Quite wrong.
Sure - there is a significant number of asymptomatic cases, and they seem to be quite fine (other then infecting others).
However - most people who do get the symptoms describe it more like "being hit by a bus". Think a pretty bad flu ... and if you just check that the average time to suffer from this virus is around 28 days - this is clearly worse than the flu. Ask your big hero Boris ... I hear he had a near death experience.
Some people (including healthy athletes) do suffer for months under weakness / heart conditions and continue to do so. Whether they will fully recover - nobody knows (due to the short time the virus is so far around):
https://medicalxpress.com/news/2020-...ng-months.html
A significant percentage of the patients who had been hospitalised suffer under heart damage (well above 10% according to several studies - check link below), blood clots (including stroke), lung damage, neurological symptoms:
https://www.advisory.com/daily-brief...health-effects
And a not insignificant number of people in risk groups are dying (from memory still around 10% in the group above 80).
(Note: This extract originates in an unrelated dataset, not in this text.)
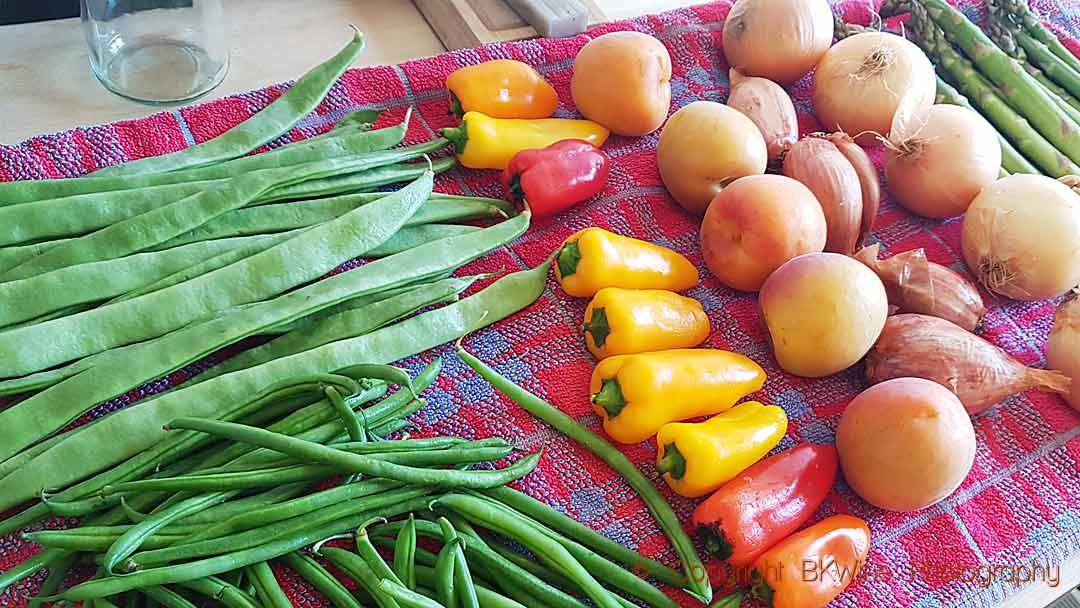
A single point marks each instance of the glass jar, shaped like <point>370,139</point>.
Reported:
<point>157,51</point>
Risk groups are people of old age (70+), people with diabetes, people with immune deficiencies, people with heart conditions and similar (
https://www.cdc.gov/coronavirus/2019...onditions.html). Roughly one third of the population.
Listening to your posts (the few I still read) you sound like somebody who does not care for other people - and you probably don't have friends either, i.e. nobody you care for would be at risk. However, just wondering - we all grow older and for you (male, white, privileged and around the 60ķes) is it another 10 years or so until you end up to be in the high risk group.
I take it that you would not mind if society would at that stage risk your health and life? Or is it just the health of other people you don't care about?